Faites de même pour votre offre de services, où il sera beaucoup plus simple et moins coûteux de ne traiter que 2 ou 3 cas d’usage pour vos clients, mais où la moindre procédure sortant de l’ordinaire nécessitera un temps et une complexité au centuple, que soit vous devrez régler, soit vous ferez payer très cher à votre client en lui refusant le service qui lui est dû.

La logique de production d’un produit ou d’un service est différente de la logique de sa réparabilité. Les deux sont souvent contradictoires, et doivent faire l’objet de compromis astucieux, conçus à l’avance.

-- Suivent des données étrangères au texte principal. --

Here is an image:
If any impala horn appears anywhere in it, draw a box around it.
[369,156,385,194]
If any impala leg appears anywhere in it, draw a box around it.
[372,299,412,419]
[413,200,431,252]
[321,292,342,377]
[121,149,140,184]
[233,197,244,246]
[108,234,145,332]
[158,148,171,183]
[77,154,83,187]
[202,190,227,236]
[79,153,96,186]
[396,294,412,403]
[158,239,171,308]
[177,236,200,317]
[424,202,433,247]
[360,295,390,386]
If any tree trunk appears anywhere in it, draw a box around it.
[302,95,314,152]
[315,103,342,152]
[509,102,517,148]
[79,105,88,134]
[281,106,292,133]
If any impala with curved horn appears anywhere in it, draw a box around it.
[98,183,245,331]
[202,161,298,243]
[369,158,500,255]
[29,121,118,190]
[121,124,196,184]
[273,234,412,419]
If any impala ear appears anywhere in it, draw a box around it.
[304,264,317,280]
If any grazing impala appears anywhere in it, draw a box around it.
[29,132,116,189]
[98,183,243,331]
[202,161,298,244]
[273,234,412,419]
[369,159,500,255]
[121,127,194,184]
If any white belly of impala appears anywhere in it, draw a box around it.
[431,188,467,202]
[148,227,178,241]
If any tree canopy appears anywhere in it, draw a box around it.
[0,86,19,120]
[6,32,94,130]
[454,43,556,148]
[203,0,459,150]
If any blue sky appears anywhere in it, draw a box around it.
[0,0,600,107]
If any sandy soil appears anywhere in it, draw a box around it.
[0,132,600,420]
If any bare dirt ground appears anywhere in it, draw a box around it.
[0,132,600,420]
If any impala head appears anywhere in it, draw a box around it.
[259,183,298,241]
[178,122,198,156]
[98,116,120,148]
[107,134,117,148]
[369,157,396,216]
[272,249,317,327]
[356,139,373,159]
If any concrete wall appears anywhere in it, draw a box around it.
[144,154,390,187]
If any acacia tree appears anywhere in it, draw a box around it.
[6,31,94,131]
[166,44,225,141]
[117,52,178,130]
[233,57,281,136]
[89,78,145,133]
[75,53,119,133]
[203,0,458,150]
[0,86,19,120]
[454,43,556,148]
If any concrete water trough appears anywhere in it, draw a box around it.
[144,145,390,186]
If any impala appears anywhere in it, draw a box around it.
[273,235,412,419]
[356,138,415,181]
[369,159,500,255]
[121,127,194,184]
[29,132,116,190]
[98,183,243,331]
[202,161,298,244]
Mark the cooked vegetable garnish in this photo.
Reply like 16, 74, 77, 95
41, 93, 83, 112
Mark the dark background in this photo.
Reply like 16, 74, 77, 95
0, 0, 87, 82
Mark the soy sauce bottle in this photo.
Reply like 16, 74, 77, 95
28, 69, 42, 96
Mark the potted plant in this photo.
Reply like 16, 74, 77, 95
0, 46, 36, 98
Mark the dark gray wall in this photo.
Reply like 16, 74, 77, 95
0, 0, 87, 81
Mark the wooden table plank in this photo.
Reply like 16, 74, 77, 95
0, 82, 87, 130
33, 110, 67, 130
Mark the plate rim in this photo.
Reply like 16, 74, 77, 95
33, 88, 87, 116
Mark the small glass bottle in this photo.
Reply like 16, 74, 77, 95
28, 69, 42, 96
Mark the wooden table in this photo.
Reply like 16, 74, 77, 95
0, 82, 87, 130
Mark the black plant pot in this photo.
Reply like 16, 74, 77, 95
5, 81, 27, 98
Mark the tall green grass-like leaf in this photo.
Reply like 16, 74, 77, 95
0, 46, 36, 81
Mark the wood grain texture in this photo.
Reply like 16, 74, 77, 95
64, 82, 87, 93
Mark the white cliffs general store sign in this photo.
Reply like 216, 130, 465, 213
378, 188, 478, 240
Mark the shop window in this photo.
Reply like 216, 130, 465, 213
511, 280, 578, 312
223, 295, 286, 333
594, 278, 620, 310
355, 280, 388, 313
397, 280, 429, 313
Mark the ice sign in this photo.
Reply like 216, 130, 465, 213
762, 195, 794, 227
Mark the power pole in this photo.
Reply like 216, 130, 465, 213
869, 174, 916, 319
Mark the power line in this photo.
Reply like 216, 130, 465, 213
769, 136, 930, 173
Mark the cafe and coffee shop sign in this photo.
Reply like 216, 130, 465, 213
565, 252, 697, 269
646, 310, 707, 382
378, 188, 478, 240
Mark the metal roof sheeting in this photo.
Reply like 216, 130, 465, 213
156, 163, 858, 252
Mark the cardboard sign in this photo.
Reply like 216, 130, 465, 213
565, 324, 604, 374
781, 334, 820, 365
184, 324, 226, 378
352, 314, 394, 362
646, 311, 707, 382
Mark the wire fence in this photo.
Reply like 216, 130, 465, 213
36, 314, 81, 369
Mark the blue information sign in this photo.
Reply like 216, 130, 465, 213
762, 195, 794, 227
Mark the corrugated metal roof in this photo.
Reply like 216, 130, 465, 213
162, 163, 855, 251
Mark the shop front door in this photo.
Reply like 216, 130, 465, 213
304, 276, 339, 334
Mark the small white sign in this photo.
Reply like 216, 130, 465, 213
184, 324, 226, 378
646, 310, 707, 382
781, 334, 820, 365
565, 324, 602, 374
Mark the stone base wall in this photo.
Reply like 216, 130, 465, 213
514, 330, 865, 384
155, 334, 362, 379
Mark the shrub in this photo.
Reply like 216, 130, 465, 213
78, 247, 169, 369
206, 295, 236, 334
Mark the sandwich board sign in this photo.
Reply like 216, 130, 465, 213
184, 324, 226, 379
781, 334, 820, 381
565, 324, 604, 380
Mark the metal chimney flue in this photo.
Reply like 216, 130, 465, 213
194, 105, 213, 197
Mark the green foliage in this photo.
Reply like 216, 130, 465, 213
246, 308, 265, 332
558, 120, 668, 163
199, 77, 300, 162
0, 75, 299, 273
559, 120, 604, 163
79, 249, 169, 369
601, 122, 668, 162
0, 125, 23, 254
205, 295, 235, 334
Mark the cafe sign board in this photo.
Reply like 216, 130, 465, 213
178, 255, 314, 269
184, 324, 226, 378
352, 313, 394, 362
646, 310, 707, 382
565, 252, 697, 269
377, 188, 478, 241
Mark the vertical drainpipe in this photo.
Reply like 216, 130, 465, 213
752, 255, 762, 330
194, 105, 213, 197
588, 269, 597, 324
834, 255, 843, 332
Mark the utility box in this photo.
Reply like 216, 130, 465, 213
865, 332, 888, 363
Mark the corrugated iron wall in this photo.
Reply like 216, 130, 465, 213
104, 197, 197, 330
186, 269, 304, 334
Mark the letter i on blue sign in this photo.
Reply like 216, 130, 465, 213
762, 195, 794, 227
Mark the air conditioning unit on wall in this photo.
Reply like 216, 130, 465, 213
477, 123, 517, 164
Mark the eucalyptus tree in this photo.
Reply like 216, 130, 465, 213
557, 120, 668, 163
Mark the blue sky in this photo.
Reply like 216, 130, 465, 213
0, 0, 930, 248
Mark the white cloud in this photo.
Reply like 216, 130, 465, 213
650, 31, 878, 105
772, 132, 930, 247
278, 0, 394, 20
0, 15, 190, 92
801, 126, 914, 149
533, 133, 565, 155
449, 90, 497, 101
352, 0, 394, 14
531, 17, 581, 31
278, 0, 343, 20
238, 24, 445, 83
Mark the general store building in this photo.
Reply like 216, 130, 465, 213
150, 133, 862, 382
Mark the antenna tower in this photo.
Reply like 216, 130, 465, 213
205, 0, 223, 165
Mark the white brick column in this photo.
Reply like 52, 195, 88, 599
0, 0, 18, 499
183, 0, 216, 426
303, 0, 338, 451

Celui qui ne pense qu’à la première dimension sans penser à la deuxième en même temps se prépare des lendemains difficiles.


La diminution des salaires par offshoring :

Enclenchez l’une de ces brillantes opérations d’offshoring qui vous vaudront d’être considéré comme un grand stratège du management, quand le principe que vous appliquez n’est qu’une simple règle de trois.

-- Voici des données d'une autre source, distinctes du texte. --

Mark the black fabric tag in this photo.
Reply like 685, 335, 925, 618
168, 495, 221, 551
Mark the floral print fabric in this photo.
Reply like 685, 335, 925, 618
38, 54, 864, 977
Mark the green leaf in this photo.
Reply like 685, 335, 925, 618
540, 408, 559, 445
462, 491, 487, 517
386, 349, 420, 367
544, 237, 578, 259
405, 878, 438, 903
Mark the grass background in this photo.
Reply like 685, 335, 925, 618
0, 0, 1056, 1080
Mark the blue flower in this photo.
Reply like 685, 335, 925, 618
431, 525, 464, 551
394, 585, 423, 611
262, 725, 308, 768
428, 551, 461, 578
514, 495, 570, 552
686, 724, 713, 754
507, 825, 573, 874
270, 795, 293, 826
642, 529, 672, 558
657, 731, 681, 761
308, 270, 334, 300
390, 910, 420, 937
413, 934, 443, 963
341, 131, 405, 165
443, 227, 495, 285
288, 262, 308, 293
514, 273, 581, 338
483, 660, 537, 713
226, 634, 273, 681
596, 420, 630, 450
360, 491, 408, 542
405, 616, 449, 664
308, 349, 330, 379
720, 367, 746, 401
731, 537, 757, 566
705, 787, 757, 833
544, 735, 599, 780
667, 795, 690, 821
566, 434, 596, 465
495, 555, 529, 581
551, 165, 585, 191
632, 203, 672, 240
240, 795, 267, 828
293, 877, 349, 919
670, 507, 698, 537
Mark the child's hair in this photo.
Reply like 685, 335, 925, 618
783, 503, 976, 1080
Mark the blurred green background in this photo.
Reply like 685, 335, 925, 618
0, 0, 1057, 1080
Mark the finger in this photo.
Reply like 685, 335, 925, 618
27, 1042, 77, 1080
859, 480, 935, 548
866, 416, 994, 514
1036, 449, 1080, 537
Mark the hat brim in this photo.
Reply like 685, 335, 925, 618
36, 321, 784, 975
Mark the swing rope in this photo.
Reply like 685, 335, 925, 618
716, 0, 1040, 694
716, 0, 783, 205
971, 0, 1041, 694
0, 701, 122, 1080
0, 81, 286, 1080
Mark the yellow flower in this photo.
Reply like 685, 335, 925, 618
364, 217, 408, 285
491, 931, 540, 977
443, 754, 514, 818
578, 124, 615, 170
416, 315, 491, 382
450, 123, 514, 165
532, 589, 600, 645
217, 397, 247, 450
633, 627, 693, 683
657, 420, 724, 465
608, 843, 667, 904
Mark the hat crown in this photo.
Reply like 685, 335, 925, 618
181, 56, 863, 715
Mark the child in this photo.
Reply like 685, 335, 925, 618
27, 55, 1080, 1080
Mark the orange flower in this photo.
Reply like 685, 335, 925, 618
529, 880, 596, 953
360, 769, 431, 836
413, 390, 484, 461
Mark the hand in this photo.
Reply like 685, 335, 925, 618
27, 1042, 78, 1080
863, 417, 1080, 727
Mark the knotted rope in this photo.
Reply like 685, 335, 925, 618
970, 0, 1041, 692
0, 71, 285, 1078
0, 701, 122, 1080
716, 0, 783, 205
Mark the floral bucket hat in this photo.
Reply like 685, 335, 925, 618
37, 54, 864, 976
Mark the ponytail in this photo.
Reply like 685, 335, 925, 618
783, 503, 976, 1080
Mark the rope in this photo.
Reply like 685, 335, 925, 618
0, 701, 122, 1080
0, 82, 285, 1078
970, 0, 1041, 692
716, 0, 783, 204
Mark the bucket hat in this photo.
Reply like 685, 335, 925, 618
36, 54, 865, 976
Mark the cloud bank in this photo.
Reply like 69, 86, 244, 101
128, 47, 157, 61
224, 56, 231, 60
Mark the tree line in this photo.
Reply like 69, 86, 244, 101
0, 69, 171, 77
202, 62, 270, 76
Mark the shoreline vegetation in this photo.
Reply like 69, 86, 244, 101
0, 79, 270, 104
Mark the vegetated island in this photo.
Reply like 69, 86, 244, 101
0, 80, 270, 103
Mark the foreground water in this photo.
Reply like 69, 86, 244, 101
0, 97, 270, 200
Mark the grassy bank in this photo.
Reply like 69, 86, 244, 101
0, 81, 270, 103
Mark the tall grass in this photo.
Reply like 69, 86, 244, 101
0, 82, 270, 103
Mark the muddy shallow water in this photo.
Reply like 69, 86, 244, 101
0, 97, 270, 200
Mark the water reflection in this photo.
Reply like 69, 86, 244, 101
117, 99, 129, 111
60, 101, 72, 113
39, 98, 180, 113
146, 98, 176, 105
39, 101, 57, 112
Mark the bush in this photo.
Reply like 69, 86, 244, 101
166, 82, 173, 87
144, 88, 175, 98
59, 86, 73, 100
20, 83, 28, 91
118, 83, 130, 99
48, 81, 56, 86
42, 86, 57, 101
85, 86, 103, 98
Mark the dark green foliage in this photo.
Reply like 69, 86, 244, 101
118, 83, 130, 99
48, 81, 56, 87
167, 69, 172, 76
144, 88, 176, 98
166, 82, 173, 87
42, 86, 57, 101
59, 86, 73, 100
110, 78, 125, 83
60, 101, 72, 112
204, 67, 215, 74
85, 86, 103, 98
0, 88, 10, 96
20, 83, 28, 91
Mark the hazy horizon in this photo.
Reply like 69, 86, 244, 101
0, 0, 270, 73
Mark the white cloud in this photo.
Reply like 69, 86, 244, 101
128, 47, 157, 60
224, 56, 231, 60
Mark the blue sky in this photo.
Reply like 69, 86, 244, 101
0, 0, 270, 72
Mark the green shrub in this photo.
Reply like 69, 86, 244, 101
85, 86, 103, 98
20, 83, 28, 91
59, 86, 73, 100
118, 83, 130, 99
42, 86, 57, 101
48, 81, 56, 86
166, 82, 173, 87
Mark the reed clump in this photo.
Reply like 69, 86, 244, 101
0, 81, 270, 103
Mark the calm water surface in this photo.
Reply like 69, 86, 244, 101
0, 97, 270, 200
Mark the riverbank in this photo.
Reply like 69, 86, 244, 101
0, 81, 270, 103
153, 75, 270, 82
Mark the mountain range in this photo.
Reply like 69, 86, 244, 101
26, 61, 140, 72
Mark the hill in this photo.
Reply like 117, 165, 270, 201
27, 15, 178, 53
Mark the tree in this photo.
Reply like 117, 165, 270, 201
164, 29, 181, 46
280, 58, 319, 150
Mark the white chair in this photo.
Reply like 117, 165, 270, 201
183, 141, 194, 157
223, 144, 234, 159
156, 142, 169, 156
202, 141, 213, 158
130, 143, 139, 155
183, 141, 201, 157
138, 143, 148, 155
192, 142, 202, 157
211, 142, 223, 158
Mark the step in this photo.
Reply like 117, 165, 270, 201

Ignorez au passage les problèmes de barrière de la langue, de différences culturelles, de difficulté de piloter à distance une activité, par téléphone ou vidéo-conférence sans jamais les voir ou les connaître personnellement.

Ne voyez pas que sur des compétences rares et à haute qualification, le ratio salarial de 1 à 10 sur lequel vous comptez ne s’applique plus, les personnes qualifiées dans tous les pays se renseignant par internet sur le prix de leur compétence.

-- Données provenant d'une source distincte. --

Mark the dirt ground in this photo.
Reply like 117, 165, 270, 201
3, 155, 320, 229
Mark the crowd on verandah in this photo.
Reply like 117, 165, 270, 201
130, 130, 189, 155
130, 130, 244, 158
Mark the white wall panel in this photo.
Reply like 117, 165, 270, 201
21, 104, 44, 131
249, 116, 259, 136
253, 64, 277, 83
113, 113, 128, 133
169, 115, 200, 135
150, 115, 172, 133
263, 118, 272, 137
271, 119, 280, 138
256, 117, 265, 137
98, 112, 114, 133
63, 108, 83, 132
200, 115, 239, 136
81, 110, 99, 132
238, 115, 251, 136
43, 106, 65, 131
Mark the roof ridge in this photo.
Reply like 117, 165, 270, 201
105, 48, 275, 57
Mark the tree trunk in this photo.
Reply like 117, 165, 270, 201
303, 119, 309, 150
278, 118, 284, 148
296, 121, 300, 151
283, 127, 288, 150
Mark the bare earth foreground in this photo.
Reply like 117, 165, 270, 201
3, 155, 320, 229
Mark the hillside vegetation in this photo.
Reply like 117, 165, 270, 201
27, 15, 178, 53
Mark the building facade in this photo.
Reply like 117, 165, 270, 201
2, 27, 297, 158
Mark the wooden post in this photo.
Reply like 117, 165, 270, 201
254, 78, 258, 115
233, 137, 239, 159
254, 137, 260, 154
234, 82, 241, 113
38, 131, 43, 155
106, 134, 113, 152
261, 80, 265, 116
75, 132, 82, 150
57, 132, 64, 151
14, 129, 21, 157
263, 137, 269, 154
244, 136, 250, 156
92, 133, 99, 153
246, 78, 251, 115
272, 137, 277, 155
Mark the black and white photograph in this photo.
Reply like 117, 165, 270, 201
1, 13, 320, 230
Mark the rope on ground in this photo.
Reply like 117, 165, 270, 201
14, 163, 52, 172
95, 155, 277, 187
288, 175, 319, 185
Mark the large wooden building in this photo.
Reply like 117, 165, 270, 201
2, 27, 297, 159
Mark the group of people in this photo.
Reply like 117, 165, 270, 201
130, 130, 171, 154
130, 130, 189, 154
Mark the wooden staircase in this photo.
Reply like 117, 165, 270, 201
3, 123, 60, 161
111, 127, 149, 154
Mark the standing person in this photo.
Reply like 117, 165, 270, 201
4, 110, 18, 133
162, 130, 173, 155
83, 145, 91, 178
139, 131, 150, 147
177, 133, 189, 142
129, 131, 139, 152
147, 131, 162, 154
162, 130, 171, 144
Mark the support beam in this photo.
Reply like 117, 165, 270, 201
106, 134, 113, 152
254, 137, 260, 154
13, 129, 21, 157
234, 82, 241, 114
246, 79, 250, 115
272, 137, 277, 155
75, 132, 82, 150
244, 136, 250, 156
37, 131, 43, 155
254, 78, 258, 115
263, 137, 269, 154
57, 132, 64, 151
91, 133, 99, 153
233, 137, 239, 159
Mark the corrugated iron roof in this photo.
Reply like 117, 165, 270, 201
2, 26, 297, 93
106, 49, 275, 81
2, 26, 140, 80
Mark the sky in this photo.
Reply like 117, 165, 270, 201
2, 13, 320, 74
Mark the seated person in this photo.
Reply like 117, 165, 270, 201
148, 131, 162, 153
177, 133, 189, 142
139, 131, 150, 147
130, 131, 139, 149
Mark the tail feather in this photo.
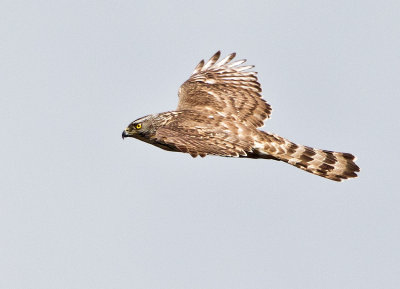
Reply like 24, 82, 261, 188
255, 132, 360, 182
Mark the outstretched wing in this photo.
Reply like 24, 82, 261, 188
177, 51, 271, 127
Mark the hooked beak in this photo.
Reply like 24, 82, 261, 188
122, 130, 128, 139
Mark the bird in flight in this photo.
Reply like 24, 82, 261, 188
122, 51, 360, 181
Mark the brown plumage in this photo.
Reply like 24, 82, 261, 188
122, 51, 360, 181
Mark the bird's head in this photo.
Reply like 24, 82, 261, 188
122, 115, 154, 139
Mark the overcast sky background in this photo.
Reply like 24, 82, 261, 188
0, 0, 400, 289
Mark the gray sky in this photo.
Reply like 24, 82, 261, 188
0, 0, 400, 289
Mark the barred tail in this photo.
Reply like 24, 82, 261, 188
253, 131, 360, 182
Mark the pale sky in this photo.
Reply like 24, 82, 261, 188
0, 0, 400, 289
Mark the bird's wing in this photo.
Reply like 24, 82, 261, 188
177, 51, 271, 127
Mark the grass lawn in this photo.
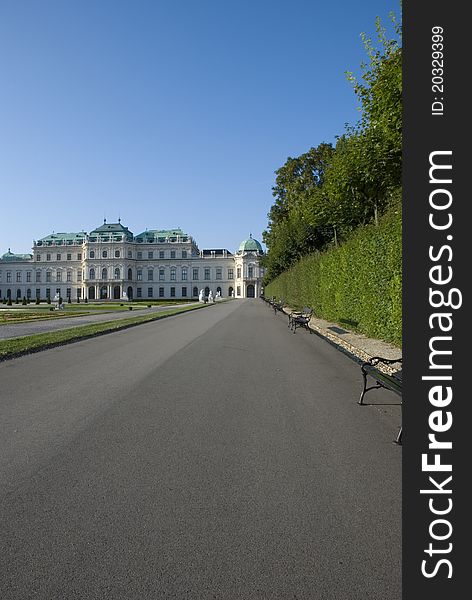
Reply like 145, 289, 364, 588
0, 304, 212, 360
0, 300, 195, 325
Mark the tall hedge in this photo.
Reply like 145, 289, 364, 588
265, 206, 402, 346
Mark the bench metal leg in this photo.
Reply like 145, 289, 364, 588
357, 371, 385, 404
395, 427, 403, 446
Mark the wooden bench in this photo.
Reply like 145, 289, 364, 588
288, 306, 313, 333
272, 298, 285, 314
358, 356, 403, 444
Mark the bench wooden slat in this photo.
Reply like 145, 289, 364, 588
358, 356, 403, 444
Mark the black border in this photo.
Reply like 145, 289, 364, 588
403, 0, 472, 600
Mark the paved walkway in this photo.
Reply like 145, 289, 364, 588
0, 300, 402, 600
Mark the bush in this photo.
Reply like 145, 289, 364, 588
264, 206, 402, 346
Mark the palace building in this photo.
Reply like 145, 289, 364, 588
0, 219, 263, 302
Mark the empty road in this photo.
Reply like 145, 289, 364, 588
0, 300, 401, 600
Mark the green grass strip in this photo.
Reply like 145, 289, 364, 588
0, 304, 214, 361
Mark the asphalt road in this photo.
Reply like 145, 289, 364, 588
0, 300, 401, 600
0, 302, 196, 340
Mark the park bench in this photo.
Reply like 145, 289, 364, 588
288, 306, 313, 333
272, 298, 285, 314
358, 356, 402, 444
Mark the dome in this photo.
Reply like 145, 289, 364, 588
238, 234, 264, 254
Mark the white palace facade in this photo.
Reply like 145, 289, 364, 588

Continuez de penser qu’un ingénieur se paie dans ces ratios dans un pays en développement, y compris en embauchant une personne sous-qualifiée. Tenez le discours de la mondialisation heureuse et de l’ouverture aux autres pour accompagner votre action, tandis que dans votre for intérieur vous pensez que les personnes des pays en développement sont des esclaves à exploiter, dont la distance aura l’avantage supplémentaire de ne pas vous inquiéter.

Enfin et surtout, ne faites pas la différence entre une activité de cœur de métier et une activité connexe lorsque vous l’externalisez. Sur des activités de cœur de métier, ne gardez aucune compétence interne vraiment profonde au siège pour piloter l’activité à distance, par exemple des personnes ayant une expérience poussée de la programmation pour coordonner le travail de dizaines ou de centaines de programmeurs situés à des milliers de kilomètres. Il est vrai que les chefs d’équipe ayant une réelle compétence approfondie vous font peur, l’on risque de s’apercevoir qu’ils feraient de bien meilleurs managers ou directeurs que vous.

Vous obtiendrez alors un désastre tel que celui de la Royal Bank of Scotland en 2012, vous obligeant à des opérations de « reshoring » en catastrophe et à des prix exorbitants, ainsi qu’au paiement d’amendes très élevées pour le préjudice que vos clients ne manqueront pas de subir.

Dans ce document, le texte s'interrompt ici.